UP – DIÁLOGOS ATLÂNTICOS

Luís Fernando Veríssimo & Miguel Sousa Tavares

São ambos escritores e filhos de dois ícones da literatura em língua portuguesa. A prosa de ambos celebrizou-se na imprensa e ambos usam a ironia como arma de expressão.No trato social, um é tímido e contido, o outro, tem temperamento intempestivo. Num encontro vibrante, no lisboeta Hotel Pestana Palace, o brasileiro Luís Fernando Veríssimo e o português Miguel Sousa Tavares falaram sobre história, política, memórias pessoais, literatura e sexo. E uniram Portugal e o Brasil como símbolo de irmandade.

Luís Fernando Veríssimo

Nasceu em Porto Alegre (1936), onde ainda hoje vive, com a mulher, Lúcia. Tem três filhos. Com mais de 60 títulos editados, é um dos mais importantes escritores brasileiros da atualidade, reconhecido mestre da sátira de costumes, praticada sobretudo em crónicas na imprensa, mas também em cartoons e textos de humor, em séries de televisão, em peças de teatro e em romances bissextos. Apaixonado pelo jazz, toca saxofone, às vezes em público. Tímido, muito avesso ao contacto público, é feroz e divertidíssimo no domínio da palavra escrita. É filho do escritor Érico Veríssimo (1905-1975), um dos maiores ícones da literatura brasileira do século XX. Em «O gigolô das palavras», uma das suas crónicas mais aclamadas, defendeu: «A Gramática precisa de apanhar todos os dias para saber quem é que manda.»

Miguel Sousa Tavares

Jornalista e escritor português, nasceu no Porto (1952), onde passou a infância e a juventude e de cujo clube de futebol é um adepto ferrenho.

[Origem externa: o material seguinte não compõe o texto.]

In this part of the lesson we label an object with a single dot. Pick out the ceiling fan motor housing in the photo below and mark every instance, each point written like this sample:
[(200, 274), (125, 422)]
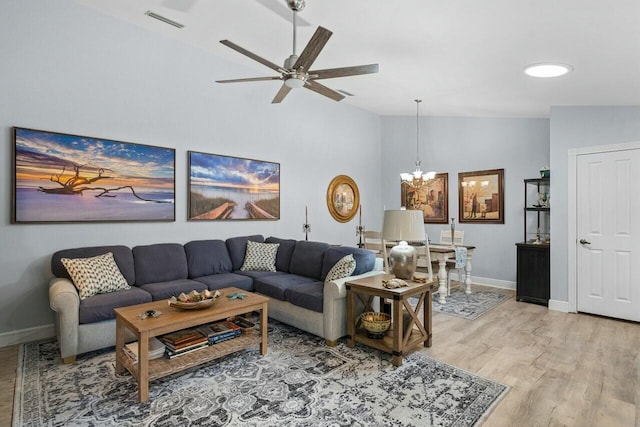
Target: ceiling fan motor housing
[(296, 5)]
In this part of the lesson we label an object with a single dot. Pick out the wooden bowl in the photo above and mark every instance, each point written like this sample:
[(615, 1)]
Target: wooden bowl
[(375, 322)]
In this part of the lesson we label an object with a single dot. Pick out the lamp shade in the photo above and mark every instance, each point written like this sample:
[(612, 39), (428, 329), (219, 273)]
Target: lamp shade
[(407, 225)]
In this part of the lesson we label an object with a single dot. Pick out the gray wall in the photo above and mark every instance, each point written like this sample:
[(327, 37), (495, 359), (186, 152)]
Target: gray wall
[(453, 145), (576, 127), (69, 69)]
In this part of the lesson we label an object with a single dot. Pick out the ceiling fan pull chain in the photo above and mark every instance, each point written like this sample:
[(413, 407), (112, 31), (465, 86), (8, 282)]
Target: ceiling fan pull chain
[(295, 14)]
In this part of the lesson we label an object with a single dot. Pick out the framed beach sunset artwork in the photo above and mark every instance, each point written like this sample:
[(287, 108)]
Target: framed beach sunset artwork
[(72, 178), (232, 188)]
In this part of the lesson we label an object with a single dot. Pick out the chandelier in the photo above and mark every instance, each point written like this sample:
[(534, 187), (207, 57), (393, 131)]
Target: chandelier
[(417, 178)]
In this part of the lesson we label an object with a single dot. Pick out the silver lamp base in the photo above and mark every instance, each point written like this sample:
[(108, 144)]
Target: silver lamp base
[(403, 260)]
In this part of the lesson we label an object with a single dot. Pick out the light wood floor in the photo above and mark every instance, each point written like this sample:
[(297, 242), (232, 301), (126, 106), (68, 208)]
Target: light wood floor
[(563, 369)]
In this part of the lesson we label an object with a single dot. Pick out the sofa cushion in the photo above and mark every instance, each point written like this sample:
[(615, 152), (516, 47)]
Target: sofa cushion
[(308, 295), (285, 250), (122, 255), (100, 307), (307, 258), (206, 257), (95, 275), (237, 247), (277, 286), (255, 274), (260, 256), (343, 268), (365, 260), (159, 263), (167, 289), (225, 280)]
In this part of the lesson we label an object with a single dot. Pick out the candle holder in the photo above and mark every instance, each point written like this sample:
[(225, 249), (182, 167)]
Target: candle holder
[(360, 233), (453, 231)]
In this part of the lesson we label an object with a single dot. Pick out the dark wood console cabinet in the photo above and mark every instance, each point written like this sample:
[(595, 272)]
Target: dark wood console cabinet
[(533, 277)]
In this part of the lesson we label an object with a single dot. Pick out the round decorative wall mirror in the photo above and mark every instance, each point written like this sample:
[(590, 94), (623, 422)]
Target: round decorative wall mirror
[(343, 198)]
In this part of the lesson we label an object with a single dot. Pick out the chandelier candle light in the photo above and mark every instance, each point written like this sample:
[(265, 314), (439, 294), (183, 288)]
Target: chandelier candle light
[(306, 227), (417, 178)]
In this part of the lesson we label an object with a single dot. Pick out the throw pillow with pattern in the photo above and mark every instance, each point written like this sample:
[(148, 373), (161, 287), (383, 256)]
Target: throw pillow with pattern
[(95, 275), (341, 269), (260, 256)]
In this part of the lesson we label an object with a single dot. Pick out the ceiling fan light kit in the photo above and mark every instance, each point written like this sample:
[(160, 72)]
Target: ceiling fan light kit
[(296, 71), (547, 70)]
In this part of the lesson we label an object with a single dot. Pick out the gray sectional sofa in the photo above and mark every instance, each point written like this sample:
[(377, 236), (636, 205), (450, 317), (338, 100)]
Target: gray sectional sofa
[(297, 291)]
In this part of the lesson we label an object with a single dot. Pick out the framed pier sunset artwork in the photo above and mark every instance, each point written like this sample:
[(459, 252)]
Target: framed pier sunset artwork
[(232, 188)]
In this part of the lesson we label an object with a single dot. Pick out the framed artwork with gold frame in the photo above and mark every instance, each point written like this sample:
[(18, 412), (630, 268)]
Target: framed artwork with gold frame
[(432, 199), (481, 196), (343, 198)]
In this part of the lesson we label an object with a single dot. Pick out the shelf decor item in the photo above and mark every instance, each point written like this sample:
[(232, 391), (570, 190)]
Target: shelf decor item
[(72, 178), (481, 197), (375, 323), (343, 198)]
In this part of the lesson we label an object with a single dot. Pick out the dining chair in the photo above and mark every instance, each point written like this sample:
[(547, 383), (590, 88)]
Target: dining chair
[(445, 237), (458, 240)]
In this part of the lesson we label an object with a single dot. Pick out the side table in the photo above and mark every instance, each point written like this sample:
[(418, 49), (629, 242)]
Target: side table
[(400, 339)]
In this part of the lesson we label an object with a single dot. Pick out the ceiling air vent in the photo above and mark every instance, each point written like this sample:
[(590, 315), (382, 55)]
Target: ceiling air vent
[(163, 19)]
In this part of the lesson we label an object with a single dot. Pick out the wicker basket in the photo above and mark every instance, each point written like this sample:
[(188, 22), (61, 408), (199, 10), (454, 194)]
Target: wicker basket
[(375, 323)]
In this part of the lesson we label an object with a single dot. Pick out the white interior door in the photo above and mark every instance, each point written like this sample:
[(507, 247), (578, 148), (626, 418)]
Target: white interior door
[(608, 252)]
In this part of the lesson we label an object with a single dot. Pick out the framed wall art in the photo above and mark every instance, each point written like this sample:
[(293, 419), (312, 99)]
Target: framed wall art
[(432, 199), (71, 178), (481, 196), (343, 198), (232, 188)]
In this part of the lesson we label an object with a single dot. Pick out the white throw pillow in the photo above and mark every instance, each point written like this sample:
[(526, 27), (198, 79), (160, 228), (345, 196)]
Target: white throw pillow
[(343, 268), (260, 256), (95, 275)]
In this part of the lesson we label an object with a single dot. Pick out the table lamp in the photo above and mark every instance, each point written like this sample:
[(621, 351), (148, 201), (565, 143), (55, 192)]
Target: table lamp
[(403, 226)]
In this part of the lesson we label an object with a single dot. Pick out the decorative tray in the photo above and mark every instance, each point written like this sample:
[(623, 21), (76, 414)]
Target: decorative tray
[(194, 300)]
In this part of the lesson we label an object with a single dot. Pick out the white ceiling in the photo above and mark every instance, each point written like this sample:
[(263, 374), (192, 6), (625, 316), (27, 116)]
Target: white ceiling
[(462, 57)]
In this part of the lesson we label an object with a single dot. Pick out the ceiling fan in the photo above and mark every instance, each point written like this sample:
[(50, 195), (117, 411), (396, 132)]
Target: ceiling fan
[(296, 70)]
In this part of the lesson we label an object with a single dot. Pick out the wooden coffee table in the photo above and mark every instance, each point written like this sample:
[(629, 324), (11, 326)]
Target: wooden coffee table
[(174, 319), (400, 339)]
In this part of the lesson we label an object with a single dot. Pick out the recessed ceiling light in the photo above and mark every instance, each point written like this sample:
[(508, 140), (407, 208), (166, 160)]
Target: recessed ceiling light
[(547, 70)]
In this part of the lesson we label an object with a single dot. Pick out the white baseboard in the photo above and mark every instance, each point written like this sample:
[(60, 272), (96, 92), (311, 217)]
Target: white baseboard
[(25, 335), (556, 305)]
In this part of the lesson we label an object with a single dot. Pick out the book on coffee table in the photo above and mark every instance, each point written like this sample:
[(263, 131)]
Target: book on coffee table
[(220, 331)]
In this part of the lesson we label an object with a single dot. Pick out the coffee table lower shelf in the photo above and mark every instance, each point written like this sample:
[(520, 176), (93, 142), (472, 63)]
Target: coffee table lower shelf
[(163, 366)]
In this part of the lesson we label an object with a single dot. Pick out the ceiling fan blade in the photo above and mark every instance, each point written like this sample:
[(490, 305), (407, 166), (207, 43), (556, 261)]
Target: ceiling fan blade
[(331, 73), (250, 79), (251, 55), (313, 48), (323, 90), (284, 91)]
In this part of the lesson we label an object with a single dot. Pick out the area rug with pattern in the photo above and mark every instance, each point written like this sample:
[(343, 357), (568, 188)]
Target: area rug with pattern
[(469, 306), (300, 382)]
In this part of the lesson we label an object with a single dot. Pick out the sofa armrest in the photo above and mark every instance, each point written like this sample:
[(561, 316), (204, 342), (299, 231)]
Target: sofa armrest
[(65, 301)]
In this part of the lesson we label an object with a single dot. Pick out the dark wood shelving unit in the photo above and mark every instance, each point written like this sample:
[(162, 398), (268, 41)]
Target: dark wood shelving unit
[(533, 255)]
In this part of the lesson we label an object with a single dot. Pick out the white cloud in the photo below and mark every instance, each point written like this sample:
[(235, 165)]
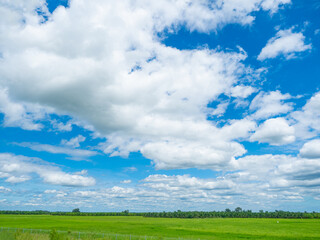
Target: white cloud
[(273, 5), (21, 115), (220, 109), (103, 62), (4, 189), (126, 181), (74, 142), (75, 154), (308, 119), (270, 104), (286, 43), (311, 149), (19, 169), (275, 131), (241, 91), (130, 169)]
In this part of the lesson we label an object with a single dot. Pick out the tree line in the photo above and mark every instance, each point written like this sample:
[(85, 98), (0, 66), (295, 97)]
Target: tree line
[(236, 213)]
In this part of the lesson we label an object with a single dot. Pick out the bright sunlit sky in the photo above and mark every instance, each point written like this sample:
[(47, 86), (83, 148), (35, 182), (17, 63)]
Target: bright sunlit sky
[(109, 105)]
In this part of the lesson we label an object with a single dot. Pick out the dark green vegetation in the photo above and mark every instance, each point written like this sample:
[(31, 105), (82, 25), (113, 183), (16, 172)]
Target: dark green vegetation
[(237, 213), (208, 228)]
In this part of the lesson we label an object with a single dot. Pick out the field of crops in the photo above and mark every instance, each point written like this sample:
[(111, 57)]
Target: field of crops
[(159, 228)]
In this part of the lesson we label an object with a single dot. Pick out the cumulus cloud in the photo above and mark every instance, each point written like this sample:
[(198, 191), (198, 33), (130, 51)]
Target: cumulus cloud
[(21, 115), (275, 131), (75, 154), (20, 168), (308, 118), (4, 189), (311, 149), (286, 43), (74, 142), (269, 104), (99, 61)]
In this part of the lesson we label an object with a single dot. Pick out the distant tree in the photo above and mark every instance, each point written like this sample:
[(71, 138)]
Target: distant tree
[(76, 210)]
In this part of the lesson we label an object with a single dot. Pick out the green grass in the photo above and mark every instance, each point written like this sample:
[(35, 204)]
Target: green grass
[(213, 228)]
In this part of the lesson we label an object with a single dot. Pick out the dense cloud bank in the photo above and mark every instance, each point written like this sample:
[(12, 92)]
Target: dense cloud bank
[(105, 66)]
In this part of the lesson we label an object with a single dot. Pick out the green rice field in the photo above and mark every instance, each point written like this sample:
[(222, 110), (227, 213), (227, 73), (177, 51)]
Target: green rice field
[(161, 228)]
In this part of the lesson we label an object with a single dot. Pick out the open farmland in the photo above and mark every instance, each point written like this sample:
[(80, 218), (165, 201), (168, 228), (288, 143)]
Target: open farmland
[(216, 228)]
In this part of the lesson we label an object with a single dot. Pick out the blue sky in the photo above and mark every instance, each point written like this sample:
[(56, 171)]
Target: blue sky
[(159, 106)]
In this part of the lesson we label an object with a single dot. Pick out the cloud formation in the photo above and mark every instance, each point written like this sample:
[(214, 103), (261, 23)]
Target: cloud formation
[(20, 168), (275, 131), (104, 63), (285, 43)]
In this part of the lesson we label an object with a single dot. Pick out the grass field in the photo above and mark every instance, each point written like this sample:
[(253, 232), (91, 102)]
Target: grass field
[(213, 228)]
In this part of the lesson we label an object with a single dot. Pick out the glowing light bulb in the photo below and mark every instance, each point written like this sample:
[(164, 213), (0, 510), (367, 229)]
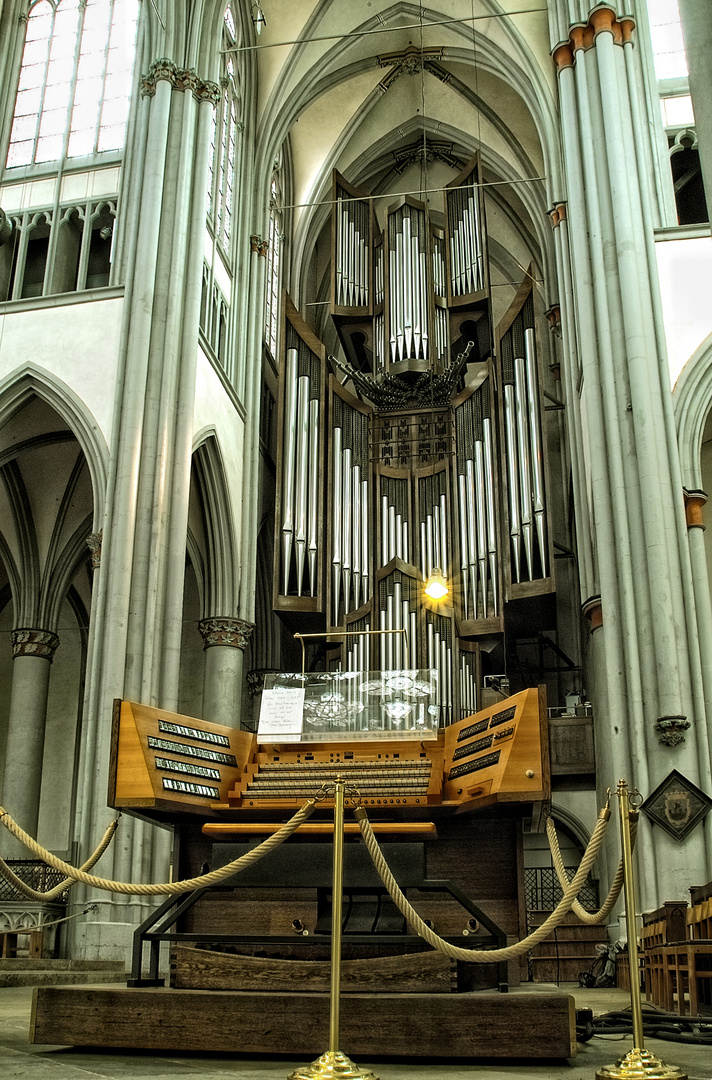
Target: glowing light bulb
[(435, 585)]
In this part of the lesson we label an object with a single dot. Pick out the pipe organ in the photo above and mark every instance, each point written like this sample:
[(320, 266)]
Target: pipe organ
[(422, 450)]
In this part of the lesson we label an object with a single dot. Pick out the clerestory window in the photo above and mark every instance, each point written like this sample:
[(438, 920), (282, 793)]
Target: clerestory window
[(75, 80), (276, 239), (226, 129)]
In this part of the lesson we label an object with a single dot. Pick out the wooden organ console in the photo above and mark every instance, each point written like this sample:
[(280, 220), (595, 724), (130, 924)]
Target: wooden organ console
[(164, 765)]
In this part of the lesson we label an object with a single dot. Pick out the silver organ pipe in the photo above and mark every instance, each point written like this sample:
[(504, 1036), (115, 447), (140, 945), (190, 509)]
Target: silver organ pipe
[(523, 448), (313, 493), (489, 494), (475, 504), (346, 524), (535, 436), (336, 509), (352, 251), (364, 540), (461, 488), (467, 262), (289, 457), (301, 477), (355, 491)]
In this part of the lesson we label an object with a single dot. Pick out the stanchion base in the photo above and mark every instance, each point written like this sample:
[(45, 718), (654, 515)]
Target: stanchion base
[(333, 1065), (640, 1065)]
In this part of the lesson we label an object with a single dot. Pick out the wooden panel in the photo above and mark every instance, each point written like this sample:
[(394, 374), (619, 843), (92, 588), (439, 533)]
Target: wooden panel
[(520, 1024), (416, 973), (572, 745)]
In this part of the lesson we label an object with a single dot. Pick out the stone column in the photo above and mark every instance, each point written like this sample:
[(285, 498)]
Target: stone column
[(645, 657), (32, 651), (225, 642)]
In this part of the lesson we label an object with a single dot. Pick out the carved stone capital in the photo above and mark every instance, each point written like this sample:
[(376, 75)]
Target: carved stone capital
[(180, 79), (34, 643), (162, 69), (694, 503), (94, 544), (258, 245), (671, 729), (233, 633)]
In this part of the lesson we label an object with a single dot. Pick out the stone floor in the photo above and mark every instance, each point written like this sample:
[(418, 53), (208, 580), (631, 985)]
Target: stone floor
[(19, 1060)]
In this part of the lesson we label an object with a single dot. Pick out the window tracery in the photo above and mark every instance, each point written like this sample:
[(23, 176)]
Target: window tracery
[(226, 126), (75, 80)]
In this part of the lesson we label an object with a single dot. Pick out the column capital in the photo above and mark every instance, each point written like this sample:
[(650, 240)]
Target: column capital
[(226, 631), (592, 609), (694, 503), (180, 79), (34, 643), (582, 36)]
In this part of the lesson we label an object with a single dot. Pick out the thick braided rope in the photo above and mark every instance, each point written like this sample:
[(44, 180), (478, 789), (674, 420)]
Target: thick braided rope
[(592, 918), (169, 888), (488, 956), (26, 890)]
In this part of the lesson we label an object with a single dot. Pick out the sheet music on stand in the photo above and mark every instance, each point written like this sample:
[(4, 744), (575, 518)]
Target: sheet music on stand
[(328, 706)]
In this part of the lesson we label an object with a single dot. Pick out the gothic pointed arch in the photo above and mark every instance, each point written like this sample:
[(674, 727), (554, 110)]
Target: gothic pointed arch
[(31, 380)]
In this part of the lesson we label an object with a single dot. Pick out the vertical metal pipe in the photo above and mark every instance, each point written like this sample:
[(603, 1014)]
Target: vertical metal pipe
[(289, 454), (398, 640), (301, 477), (364, 538), (535, 436), (337, 902), (489, 498), (391, 531), (407, 285), (525, 475), (435, 537), (399, 292), (346, 530), (482, 532), (461, 485), (472, 534), (355, 491), (313, 493), (512, 471), (444, 554), (336, 520)]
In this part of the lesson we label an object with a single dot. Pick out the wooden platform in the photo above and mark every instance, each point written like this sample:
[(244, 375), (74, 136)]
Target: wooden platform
[(525, 1023)]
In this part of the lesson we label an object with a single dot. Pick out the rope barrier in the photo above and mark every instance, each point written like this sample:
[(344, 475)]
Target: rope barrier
[(30, 893), (488, 956), (169, 888), (591, 918)]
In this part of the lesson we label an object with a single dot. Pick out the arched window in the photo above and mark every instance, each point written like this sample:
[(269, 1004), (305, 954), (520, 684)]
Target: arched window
[(273, 261), (75, 82), (226, 126)]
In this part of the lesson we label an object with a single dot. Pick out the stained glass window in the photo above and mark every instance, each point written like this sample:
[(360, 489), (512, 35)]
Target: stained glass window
[(273, 264), (226, 122), (75, 81)]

É filho da grande poetisa portuguesa Sophia de Mello Breyner Andresen (1919-2004). Abandonou a advocacia pelo jornalismo, dirigiu revistas e firmou-se como um dos mais brilhantes e aguerridos cronistas e comentadores políticos portugueses. Após publicar livros de reportagem, crónicas e histórias de viagens, estreou-se no romance, em 2004, com Equador, sobre os últimos anos da Monarquia em Portugal e na colónia de São Tomé e Príncipe, best sellertraduzido em mais de uma dezena de línguas. Tem três filhos, os seus livros para crianças integram o Plano Nacional de Leitura e é um excelente cozinheiro, dizem os felizardos que, em privado, provam os seus pratos.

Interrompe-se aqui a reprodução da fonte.